I nodded my head at his response, slightly hurt that she had just up and left without at least saying goodbye. Though I suppose I had been rude to her when I came in, I just didn't want to talk about Andrew, or Charles, or anything about my imprisonment for that matter.

"Didn't you have plans tonight?" he asked, reminding me that I'd had to cancel my night with Jason, that I'd lost my night away from all the Rosewood drama.

"Something came up, he needed to be with his family tonight." I told him, heading over to the pantry and grabbing out some chips.

It was one of the differences since my mom had moved out, my dad kept more junk food in the house than she had. And right now, I wanted the fatty comfort food. I opened up the bag and settled down at the breakfast bar. My dad pulled up the bar stool next to me, snagging a few chips from the bag as well.

"I'm sorry, maybe you'll do something another night." He reassured, before popping a chip into his mouth.

I gave a shrug as the kettle began to whistle. I grabbed it off the burner, then grabbed a mug and the tea basket before opening up the loose leaf tea mix box. "Do you want a cup?" I checked with him, only to receive a shake no. I cradled the warm mug between my hands and retook my seat at the bar.

"So any plans for tomorrow?" he questioned.

"I have some dark room time scheduled at Hollis. There's a bunch of pictures that I need to develop." I replied, giving him an excuse that would hopefully have him leave me alone about it.

"Do you want me to drive you?"

"No, it's fine I can drive myself." I told him, sipping at the still weak tea.

We sat in silence for a few minutes, each eating our chips before he moved over to the fridge and grabbed out a bottle of juice and a glass.

"Did you go to school today?"

"Uh, no. I wasn't really up to it today. So I stayed at the coffee shop for a little while before going to talk to Jason. Hanna had scheduled a therapy session today, so I was with the girls from then on."

"Aria, if you don't want to go to school, you don't have to. Mike can pick up the rest of your schoolwork and you can do it from home. Or from my office at Hollis if you like." He offered.

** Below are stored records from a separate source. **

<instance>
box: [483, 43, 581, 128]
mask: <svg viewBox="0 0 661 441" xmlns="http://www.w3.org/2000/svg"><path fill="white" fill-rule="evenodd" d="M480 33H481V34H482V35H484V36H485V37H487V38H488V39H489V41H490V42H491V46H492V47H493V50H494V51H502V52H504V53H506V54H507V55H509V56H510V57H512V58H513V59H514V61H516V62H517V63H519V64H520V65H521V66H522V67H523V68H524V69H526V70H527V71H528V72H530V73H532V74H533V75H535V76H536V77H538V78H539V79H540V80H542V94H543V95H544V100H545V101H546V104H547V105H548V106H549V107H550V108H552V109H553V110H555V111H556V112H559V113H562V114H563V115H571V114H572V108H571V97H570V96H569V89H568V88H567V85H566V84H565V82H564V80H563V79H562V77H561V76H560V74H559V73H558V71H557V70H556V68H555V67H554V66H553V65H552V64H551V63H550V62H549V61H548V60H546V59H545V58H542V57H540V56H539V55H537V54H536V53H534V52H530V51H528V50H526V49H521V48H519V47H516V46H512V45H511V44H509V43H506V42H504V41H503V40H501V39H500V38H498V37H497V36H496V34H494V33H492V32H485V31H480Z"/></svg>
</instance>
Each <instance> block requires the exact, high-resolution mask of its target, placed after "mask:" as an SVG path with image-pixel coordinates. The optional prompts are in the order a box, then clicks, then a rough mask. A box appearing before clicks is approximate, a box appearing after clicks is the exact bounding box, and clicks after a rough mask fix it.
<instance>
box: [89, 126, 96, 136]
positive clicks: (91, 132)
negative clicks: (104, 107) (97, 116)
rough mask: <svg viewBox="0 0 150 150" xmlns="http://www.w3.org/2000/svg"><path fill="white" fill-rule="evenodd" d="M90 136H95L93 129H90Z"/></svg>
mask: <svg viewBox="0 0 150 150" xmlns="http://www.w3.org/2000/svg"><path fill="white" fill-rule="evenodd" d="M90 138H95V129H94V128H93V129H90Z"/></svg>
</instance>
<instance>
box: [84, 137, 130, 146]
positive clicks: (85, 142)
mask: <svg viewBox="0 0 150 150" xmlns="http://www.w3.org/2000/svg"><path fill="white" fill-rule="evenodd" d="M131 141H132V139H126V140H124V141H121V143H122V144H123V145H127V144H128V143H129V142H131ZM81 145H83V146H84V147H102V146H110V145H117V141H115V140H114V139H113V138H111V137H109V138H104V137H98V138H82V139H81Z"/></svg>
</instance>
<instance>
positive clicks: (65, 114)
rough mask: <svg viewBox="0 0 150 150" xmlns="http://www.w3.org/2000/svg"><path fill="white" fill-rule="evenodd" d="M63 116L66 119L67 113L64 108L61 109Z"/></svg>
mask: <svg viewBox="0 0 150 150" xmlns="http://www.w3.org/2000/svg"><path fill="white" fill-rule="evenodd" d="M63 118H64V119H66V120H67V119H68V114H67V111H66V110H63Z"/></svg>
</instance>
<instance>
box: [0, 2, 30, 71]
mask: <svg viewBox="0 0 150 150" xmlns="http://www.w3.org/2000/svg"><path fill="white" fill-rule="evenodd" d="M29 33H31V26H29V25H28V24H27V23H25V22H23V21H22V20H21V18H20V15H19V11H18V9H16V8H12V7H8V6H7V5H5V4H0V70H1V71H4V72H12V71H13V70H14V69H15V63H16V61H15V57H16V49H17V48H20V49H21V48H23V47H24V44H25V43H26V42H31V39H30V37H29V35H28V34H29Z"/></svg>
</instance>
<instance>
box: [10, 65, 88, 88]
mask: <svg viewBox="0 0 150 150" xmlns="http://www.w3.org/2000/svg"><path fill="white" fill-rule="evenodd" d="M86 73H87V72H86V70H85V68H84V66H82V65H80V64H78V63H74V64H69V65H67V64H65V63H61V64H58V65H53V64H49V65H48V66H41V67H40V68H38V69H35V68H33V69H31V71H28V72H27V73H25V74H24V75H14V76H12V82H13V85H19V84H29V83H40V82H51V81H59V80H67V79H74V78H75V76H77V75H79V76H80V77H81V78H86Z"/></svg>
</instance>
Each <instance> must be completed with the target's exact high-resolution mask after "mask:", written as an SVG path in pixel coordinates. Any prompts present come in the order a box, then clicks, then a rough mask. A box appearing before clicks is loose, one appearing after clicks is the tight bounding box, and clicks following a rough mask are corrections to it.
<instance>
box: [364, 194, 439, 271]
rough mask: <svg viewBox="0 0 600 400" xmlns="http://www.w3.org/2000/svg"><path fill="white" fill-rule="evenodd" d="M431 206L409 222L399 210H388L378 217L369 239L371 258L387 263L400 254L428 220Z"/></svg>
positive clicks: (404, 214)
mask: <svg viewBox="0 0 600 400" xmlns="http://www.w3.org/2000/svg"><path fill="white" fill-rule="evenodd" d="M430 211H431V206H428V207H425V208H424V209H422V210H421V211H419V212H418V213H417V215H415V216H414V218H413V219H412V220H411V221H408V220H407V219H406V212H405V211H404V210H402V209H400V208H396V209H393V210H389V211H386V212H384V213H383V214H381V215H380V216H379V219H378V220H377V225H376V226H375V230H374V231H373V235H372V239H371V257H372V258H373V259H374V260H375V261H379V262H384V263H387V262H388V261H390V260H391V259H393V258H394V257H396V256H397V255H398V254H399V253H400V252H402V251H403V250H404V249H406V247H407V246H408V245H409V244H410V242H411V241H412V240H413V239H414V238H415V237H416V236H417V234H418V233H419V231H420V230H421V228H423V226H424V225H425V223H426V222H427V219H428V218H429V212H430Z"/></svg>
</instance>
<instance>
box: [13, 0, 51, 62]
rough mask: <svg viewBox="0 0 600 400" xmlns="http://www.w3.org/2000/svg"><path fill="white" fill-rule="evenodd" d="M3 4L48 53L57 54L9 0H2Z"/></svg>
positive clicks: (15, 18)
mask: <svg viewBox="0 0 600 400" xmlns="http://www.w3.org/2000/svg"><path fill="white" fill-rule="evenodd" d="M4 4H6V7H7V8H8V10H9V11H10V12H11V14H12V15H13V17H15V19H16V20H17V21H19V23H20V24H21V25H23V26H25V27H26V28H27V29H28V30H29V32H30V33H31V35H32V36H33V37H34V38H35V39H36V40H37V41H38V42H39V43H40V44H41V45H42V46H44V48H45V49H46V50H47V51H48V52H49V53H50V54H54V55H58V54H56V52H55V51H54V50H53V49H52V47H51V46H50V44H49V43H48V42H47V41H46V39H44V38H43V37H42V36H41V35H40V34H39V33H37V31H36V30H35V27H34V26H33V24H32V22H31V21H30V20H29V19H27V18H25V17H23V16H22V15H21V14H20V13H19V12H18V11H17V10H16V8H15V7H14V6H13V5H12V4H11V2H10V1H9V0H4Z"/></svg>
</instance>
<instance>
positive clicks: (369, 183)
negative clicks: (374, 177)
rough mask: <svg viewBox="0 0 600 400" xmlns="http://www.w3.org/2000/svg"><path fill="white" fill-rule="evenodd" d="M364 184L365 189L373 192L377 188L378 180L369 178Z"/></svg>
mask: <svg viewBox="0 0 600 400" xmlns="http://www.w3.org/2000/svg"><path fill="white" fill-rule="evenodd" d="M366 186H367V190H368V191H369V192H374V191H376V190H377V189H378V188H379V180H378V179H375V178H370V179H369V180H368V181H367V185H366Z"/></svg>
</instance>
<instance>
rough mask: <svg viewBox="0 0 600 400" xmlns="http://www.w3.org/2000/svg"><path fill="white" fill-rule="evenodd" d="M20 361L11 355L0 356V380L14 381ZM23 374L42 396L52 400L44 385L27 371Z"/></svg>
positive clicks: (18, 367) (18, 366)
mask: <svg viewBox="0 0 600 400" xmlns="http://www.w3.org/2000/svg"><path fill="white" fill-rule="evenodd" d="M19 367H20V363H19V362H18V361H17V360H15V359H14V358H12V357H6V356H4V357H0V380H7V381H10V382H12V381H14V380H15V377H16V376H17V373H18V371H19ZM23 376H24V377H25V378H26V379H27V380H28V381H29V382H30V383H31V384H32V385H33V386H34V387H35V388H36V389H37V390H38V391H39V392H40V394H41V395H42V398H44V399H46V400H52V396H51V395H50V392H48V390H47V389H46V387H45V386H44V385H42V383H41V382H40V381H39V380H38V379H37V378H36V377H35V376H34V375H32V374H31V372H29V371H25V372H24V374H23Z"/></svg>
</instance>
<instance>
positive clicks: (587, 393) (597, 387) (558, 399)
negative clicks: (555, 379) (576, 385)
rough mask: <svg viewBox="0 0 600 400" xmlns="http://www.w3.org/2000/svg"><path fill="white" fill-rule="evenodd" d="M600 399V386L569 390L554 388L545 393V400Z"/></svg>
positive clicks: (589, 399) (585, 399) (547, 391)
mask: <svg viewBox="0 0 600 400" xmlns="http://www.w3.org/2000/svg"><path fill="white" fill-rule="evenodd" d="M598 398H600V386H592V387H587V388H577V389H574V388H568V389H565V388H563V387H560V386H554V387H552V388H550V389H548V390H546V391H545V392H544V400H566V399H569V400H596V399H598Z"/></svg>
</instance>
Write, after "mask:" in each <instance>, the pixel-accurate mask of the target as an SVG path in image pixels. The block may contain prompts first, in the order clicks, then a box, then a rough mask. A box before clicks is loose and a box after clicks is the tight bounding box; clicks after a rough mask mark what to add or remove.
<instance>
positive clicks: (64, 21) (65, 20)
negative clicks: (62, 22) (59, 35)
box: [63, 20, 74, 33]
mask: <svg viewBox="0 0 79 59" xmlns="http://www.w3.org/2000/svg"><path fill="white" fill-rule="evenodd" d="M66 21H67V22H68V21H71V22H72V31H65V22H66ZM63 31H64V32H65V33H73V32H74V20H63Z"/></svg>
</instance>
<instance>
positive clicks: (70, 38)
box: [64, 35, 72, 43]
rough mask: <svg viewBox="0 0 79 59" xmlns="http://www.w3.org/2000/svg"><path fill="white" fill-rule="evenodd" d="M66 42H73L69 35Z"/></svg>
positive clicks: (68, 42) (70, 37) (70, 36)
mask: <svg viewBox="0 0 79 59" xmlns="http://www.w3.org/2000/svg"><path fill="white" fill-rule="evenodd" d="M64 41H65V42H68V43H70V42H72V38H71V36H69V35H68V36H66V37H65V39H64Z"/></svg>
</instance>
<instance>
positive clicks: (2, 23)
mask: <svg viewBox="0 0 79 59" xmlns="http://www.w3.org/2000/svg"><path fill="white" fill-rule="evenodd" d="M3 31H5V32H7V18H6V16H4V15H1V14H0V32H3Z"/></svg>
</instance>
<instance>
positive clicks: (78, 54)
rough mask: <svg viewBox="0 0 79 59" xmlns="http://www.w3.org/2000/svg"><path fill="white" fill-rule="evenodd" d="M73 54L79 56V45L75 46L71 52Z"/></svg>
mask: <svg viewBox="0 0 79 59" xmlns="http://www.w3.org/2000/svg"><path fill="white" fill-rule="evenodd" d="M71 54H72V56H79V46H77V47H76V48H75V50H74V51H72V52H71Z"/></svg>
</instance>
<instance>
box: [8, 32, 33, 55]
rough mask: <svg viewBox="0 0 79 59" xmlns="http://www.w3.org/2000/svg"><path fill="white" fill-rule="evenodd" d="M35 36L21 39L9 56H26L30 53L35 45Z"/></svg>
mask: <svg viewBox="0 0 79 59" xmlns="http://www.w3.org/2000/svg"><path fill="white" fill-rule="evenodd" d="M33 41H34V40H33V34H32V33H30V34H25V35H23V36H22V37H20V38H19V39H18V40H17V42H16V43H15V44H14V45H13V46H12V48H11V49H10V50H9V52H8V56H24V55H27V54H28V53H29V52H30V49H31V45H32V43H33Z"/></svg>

I smiled at him, grateful that he wasn't going to make me go back to school. The idea of being surrounded by the other students terrified me, especially if Andrew was going to be there. He said he wanted me to avoid him until after graduation, and I wanted to give it to him. I owed him that at least, after all he had been through because of me.

"Good night, honey." He said, moving over and pressing a kiss to the top of my head.

I managed to repress my flinch until after he had left the kitchen, shuddering once I was alone. My chest seemed to seize up as I controlled my reactions. Quickly I emptied out the tea basket and took the mug upstairs, throwing back my anti-anxiety pills. I curled up under the covers, shaking as panic began to overwhelm me. Silent sobs tore through my chest and tears ran down my face as I huddled on the bed. I wasn't even sure what it was that triggered the reaction, but I couldn't stop the memories of curling up in terror on the bed while I was kept in the silo. With the images fresh in my mind, I lurched out of bed, legs tangled in the sheets causing me to crash into the carpet.

I lay on the carpet, my cup of tea spilled on the carpet beside me, while I buried my face into the plush ground. Tears continued to stream down my face while I waited for the pills to kick in. It was probably about fifteen minutes later when I felt my body grow limp, the pills relaxing my tense muscles. My face felt raw from the tears and it took me a few moments to pull myself together enough to climb up from the floor. I cleaned the spilled tea up from the floor with a damp towel and filled the mug with water from the bathroom sink. My head was aching, probably from the crying. Though now that I thought about it, every time I took those anti-anxiety pills my head seemed to hurt. I curled up under the covers, deciding that I'd figure things out with the pills in the morning when I'd gotten some sleep.

I checked my phone, as I settled under the covers, relieved to see that I had finally gotten a response from Jason.

-Jason: Aria, sorry. I'm fine. Talk to you tomorrow.-

I sighed at how short the message was, but decided to just head to bed instead. I set it on the nightstand, plugging it in to charge before curling under the covers and trying to fall asleep.